- White House's Hassett: I think the shutdown is likely to end sometime this week
- Bank of Canada business outlook survey: Overall intentions remain subdued
- Canada September producer price index +5.5% y/y vs +4.0% prior
- ECB's Nagel: We can stay in wait-and-see mode on rates
- Trump on Australia: Will discuss critical materials/rare earths
Markets:
- Gold up $125 to $4372
- US 10-year yields down 2.7 bps to 3.98%
- WTI crude oil down 4-cents to $57.50
- S&P 500 up 1.1%
- Nasdaq up 1.4% to all-time high
- AUD leads, CHF lags
The weekend signals about a high-level China-US meeting this week in Malaysia gave the market a strong sense that a deal is coming and led to a strong bid in risk assets. The Nasdaq climbed to a record in a broad, steady bid that snowballed from the start of the day. Adding some fuel might have been a comment from the White House's Hassett that a government shutdown deal was expected this week.

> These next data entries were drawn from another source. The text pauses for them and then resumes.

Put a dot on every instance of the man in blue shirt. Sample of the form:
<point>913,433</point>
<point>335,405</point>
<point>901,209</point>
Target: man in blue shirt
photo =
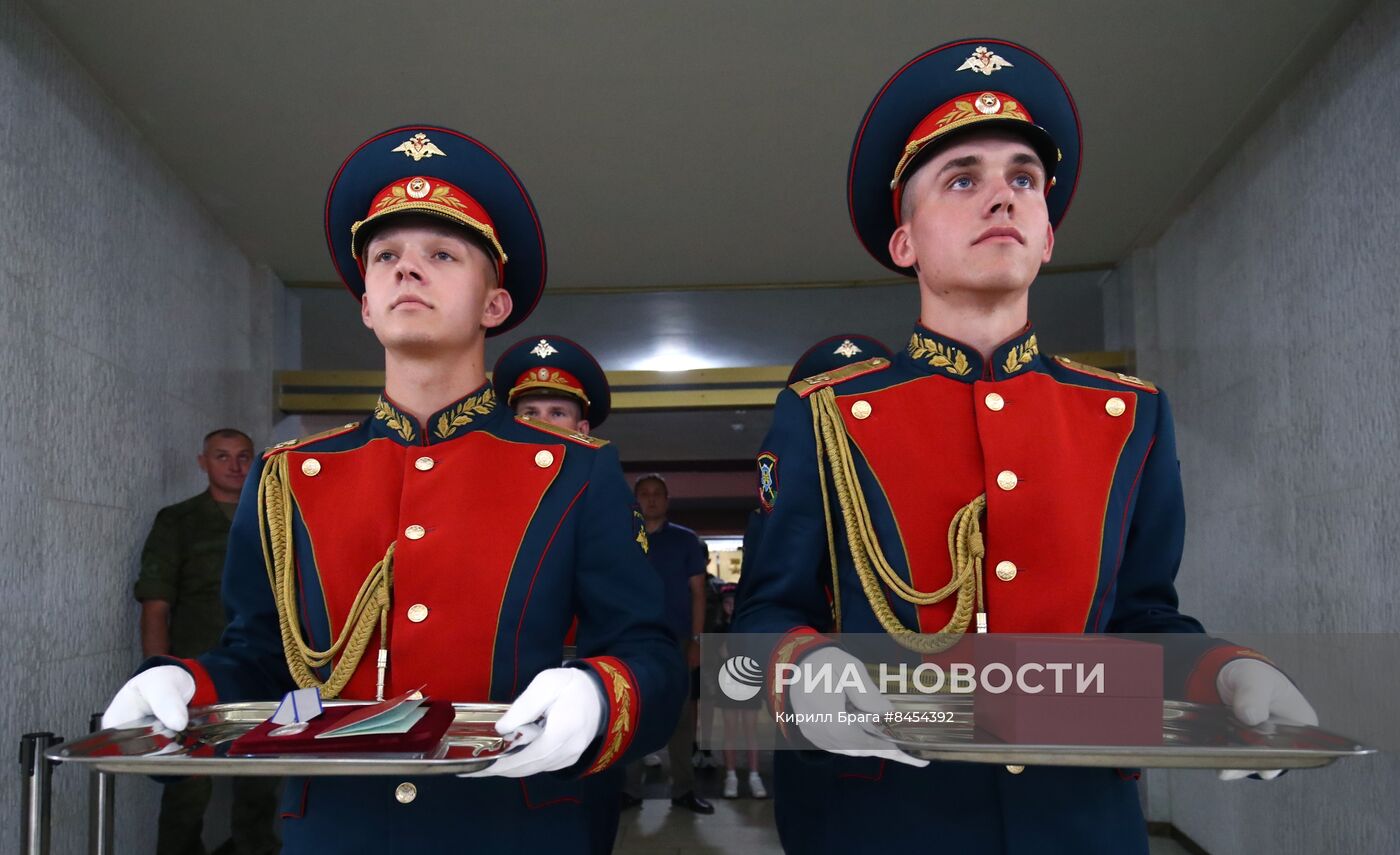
<point>679,559</point>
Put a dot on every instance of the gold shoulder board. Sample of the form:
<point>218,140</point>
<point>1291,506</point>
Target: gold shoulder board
<point>290,444</point>
<point>844,372</point>
<point>559,431</point>
<point>1109,375</point>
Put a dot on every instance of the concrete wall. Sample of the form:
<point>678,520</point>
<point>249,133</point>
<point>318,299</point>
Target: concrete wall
<point>1269,312</point>
<point>129,326</point>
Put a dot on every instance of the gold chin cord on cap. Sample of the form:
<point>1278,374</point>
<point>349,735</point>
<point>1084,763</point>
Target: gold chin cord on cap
<point>368,610</point>
<point>965,545</point>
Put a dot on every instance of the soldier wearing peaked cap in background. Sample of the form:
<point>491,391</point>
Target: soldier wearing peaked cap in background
<point>553,379</point>
<point>437,238</point>
<point>1059,482</point>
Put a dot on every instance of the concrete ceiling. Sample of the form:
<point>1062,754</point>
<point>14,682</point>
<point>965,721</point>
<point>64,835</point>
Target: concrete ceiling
<point>668,143</point>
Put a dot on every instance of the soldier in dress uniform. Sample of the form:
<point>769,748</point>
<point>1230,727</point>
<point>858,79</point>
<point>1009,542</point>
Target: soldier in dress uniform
<point>440,542</point>
<point>553,379</point>
<point>1059,480</point>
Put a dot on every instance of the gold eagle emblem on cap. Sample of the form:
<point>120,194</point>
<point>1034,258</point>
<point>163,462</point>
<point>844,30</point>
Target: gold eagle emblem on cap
<point>847,349</point>
<point>419,146</point>
<point>984,62</point>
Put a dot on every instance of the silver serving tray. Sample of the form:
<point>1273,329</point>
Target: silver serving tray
<point>1193,736</point>
<point>149,749</point>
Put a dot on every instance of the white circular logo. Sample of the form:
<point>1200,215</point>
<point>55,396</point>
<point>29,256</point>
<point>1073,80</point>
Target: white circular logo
<point>741,677</point>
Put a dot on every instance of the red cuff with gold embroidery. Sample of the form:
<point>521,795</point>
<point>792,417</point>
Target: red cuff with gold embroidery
<point>623,708</point>
<point>1200,684</point>
<point>205,691</point>
<point>788,649</point>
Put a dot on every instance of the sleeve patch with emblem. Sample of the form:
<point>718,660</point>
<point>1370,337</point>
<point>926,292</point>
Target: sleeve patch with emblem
<point>767,479</point>
<point>641,531</point>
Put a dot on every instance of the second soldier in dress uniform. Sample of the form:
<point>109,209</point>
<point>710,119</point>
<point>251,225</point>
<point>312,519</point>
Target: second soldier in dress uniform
<point>550,378</point>
<point>440,542</point>
<point>1060,480</point>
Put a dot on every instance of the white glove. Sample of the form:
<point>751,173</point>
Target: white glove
<point>1256,693</point>
<point>571,705</point>
<point>819,711</point>
<point>163,691</point>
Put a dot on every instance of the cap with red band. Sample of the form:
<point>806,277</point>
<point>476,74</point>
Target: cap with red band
<point>937,98</point>
<point>557,367</point>
<point>443,174</point>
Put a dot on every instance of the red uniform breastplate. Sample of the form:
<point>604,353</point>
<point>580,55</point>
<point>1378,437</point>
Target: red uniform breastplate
<point>935,444</point>
<point>454,557</point>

The most-impressive move on the day was gold, which completely recouped Friday's rout and touched a fresh all-time high before retreating in the past few minutes. The buying was modest early in the day but North American traders really stepped on the gas in a sign that Friday's drop was option-related.
The FX market was generally paralyzed. The better risk mood was a tailwind for a number of currencies but the possibility of a US-China deal was positive for the US dollar.
Oil fell to the lowest since May but steadied from as low as $56.35 to bounce by $1.15. Eyes are on the glut that could be forming as OPEC continues to pump more. That's balanced somewhat by ongoing Ukraine attacks on Russian infrastructure.